Article Text
Abstract
Background Quality Improvement (QI) is used globally to improve care. Equity is one of the six domains of health care quality, as defined by the Institute of Medicine. If this domain is ignored, QI projects have the potential to maintain or even worsen inequalities. We currently do not know the impact of QI on inequalities. We undertook a realist review that aimed to understand why, how, for whom, and in which contexts quality improvement approaches might increase, decrease, or not change health inequalities in healthcare organisations.
Methods We first developed an initial programme theory informed by background literature and a workshop with our expert panel.We searched MEDLINE, Embase, CINAHL, PsychINFO, Web of Science, and SCOPUS to identify quality improvement studies using any study design in any clinical setting that reported health or care inequalities published from January 2000 to January 2023. We included studies that either explored the impact of the QI initiative on closing health gaps, or focusing on specific disadvantaged groups. We did not include studies that did not look at inequalities, studies undertaken in low and middle-income countries, or studies not published in English. Included studies were assessed for rigour and relevance and uploaded to NVivo v.12 for both deductive and inductive coding. Through this analysis we generated Context-Mechanism-Outcome Configurations (CMOCs) and developed an overall programme theory.

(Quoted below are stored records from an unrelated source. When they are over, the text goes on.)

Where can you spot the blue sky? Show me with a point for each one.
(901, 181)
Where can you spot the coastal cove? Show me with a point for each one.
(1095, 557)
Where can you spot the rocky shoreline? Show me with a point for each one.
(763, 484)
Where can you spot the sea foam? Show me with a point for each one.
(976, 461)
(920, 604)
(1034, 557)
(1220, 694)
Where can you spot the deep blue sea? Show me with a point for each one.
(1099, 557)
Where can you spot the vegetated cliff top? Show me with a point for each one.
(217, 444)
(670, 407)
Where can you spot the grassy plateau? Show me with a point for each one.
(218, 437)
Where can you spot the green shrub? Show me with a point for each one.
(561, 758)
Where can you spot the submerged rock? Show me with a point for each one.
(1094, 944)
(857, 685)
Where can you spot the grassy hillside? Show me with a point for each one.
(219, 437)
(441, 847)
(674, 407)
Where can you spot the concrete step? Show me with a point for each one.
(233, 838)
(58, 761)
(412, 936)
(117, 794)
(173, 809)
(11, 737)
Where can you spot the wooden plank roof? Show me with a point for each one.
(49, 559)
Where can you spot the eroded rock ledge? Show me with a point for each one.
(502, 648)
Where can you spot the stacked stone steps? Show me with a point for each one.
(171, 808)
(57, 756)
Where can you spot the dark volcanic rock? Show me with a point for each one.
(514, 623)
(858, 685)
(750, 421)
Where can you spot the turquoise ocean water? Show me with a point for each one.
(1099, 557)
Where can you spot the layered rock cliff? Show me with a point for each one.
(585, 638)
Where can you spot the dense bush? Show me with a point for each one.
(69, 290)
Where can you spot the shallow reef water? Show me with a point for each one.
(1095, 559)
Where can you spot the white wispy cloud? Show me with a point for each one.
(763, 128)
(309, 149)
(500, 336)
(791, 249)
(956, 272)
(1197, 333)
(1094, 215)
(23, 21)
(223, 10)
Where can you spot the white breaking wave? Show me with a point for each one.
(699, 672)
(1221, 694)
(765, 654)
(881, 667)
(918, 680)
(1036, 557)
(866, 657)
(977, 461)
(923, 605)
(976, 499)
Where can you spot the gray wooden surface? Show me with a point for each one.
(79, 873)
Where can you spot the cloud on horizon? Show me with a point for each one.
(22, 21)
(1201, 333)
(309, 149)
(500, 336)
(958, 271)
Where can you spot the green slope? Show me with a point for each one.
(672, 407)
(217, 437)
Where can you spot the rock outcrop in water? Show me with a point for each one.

Results We screened 6259 records. 36 records met our inclusion criteria, the majority of which were from the USA. We developed 20 CMOCs covering four clusters: values and understanding; resources; data; and design. Five of these CMOCs described circumstances in which QI may increase inequalities, and fifteen described circumstances where it may reduce inequalities. We found that QI projects that are values-led and incorporate diverse, patient-led data into design may help to address health inequalities. However, when practical or technological barriers mean that staff and patients cannot engage fully with equity-focused projects, QI projects may worsen inequalities.
Conclusion The potential for QI projects to positively impact inequalities depends on embedding equity-focused values across organisations, ensuring sufficient and appropriate resources are provided to staff delivering QI, and using diverse disaggregated data alongside considered user involvement to inform and assess the success of QI projects. Policymakers and practitioners should ensure that QI projects are used to address inequalities, rather than to worsen them.